As mentioned above, only common interstitial sites for H in diamond were investigated so far. Estreicher et. al.  suggested that for group IV elements, bond lengths and bond strength determine the stability of interstitial H in the crystal. The C-C bond is the strongest and shortest among group IV elements. Thus, in order to incorporate a H atom on a BC site in diamond, a larger relaxation of the C-C bond (52 % of the C-C diamond bond length, as found here), with a larger amount of energy is required, compared to other group IV crystals. It is therefore plausible that a site displaced from the C-C bond may be energetically favorable for H in diamond .
To search for such a site of lowest energy, we simulate an annealing process for a diamond sample, with a H atom initially located at the T site . We start the simulated annealing by molecular dynamics (MD) calculations at 1200 K and then slowly lower the temperature down to 100 K, for 50 psec. We find that even at high temperatures, the system rapidly enters configurations where the H atom oscillates around equivalent sites (denoted ET) away from the BC and the T sites. Upon cooling, the amplitudes of oscillations of the atoms are reduced, however with no change in the equivalent configurations obtained at high temperature. The annealing process, as applied here, ensures that the final site of the H atom is a site of global minimum energy .
Next, we calculate the energy of the sample with a H positioned at such an ET site, by fully relaxing the supercell obtained after the annealing process. To ensure that the ET site is not a distorted version of the BC site, we also relax a sample initially in the ideal diamond lattice configuration, with H near the ET site. The same final configuration is obtained after relaxation, with exactly the same energy. We find this configuration to be lower in energy than that of H at the BC site by an amount of 1.4 eV. This newly discovered ET site is found here to be the lowest energy site for H in diamond.

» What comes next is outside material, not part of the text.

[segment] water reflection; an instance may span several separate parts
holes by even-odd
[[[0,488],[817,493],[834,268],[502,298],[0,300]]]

At this stage, it is important to investigate the effect of the multiplicative factor, , on this result. In figure (11.2), we show the cohesive energy of the sample with H at the ET site, as a function of . It can be seen that the ET site remains the site of lowest energy for H in diamond, over the complete range of investigated . With (which corresponds to an energy difference of 1.7 eV between H at BC and H at T), the energy difference between H at the BC site and H at the ET site is still rather large, 1 eV. Thus, the ET site found here is not an artifact of the tight binding parametrization and does indeed correspond to the most favorable site for H in diamond.

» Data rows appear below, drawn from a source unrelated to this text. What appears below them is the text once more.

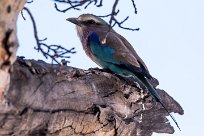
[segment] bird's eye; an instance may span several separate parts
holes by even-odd
[[[93,19],[91,19],[91,20],[88,20],[87,22],[86,22],[87,24],[96,24],[96,22],[93,20]]]

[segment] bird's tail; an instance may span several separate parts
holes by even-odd
[[[166,106],[164,105],[164,103],[162,102],[159,94],[157,93],[157,90],[149,83],[149,81],[141,76],[140,79],[142,80],[142,82],[144,83],[144,85],[147,87],[148,91],[150,92],[150,94],[154,97],[154,99],[159,102],[162,107],[166,110],[166,112],[169,114],[169,116],[172,118],[172,120],[174,121],[174,123],[176,124],[176,126],[178,127],[178,129],[181,131],[178,123],[176,122],[176,119],[174,118],[173,115],[171,115],[171,113],[169,112],[169,110],[166,108]]]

This site is six fold degenerate with respect to the C-C bond, and located at a distance of 0.77 Å from an unrelaxed C-C bond, near the antibonding site. These six energetically equivalent sites are located around the C-C bond, at the corners of two equilateral triangles, which are rotated with respect to each other by 60 around the same unrelaxed C-C bond, are perpendicular to it, and are at a distance of 1/3 of the bond length. In figure (11.3) we enumerate selected ET sites. Those numbered 1 to 6 surround one carbon-carbon bond (labeled A-B), while the sites 7 and 8 surround an adjacent bond.
In this configuration, the H atom is bonded to one C atom (say A-1 in figure (11.3)), with a bond length of 1.08 Å. The initial carbon-carbon bond (A-B in figure (11.3)) is broken, and relaxes by 43 %. These may be some of the reasons for the ET site to be favored over the BC site: it involves less C-C relaxation and the C-H bond length remains close to the average bond length in organic molecules. The outward relaxation of the C atom which is not bonded to the H atom (atom B in figure (11.3)) favors hybridization of sp2 character for the bonding to its three nearest neighbors, and the creation of one dangling bond. We calculate the distance between the H atom and the unpaired C atom (atom B in figure (11.3)) to be 1.8 Å.

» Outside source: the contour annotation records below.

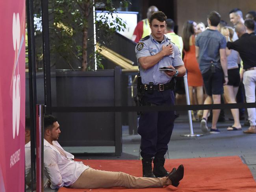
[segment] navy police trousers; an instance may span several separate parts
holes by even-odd
[[[174,105],[172,90],[146,92],[142,98],[143,105]],[[163,156],[173,129],[174,111],[143,112],[139,120],[138,133],[141,136],[141,155],[143,158]]]

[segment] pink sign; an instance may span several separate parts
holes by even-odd
[[[25,0],[0,1],[0,191],[24,188]]]

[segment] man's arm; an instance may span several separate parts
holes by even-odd
[[[184,63],[181,57],[180,52],[178,49],[174,49],[174,54],[175,56],[173,60],[173,64],[174,66],[170,65],[168,67],[175,68],[178,70],[178,73],[177,77],[183,77],[186,73],[186,69],[184,66]],[[173,76],[176,73],[176,71],[167,71],[165,72],[167,75],[170,76]]]
[[[197,63],[199,63],[199,47],[196,46],[196,58]]]
[[[59,188],[64,185],[58,164],[58,157],[51,149],[47,149],[44,152],[45,168],[49,174],[51,181],[50,187],[53,189]]]
[[[184,65],[175,66],[174,68],[177,69],[179,72],[179,73],[177,76],[177,77],[183,77],[186,73],[186,68],[185,68]]]
[[[172,54],[173,48],[171,44],[163,46],[162,50],[154,55],[141,57],[138,59],[141,66],[143,69],[147,69],[156,64],[163,58]]]
[[[222,70],[224,73],[225,83],[224,85],[226,85],[228,81],[228,67],[227,66],[227,57],[226,55],[226,49],[220,49],[219,54],[221,57],[221,64]]]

The presence of this dangling bond is confirmed when electronic energy levels are calculated within the TB model. The calculation of the energy difference between the highest occupied and the lowest unoccupied orbitals in pure diamond yields 5.8 eV, a value close to the measured energy gap in diamond of 5.48 eV , and 24.1 eV for the width of the valence-band, in excellent agreement with experiment (24.3 eV) . When we compute (with 60 special k-points) the density of electronic states (DOS) for diamond with H located on the newly found stable ET site, and compare it with that of diamond (see figure (11.4)), a new state 0.5 eV above the middle of the energy gap emerges; it is caused by the dangling bond created by the relaxation and the breaking of the C-C bond .
Due to this dangling bond, there is a strong tendency for another H atom to pair with the second carbon atom (atom B in figure (11.3)). This C-H-H-C complex (one H at site 1 and another H at site 4 in figure (11.3), for example; see also figure (11.5)) is found by us to be lower in energy by 2.5 eV than the configuration proposed by P. Briddon et. al. , where one H is located at an antibonding site and the other at a BC site. As expected, we find that the bonding of the second H atom removes the dangling bond and eliminates the mid-gap state.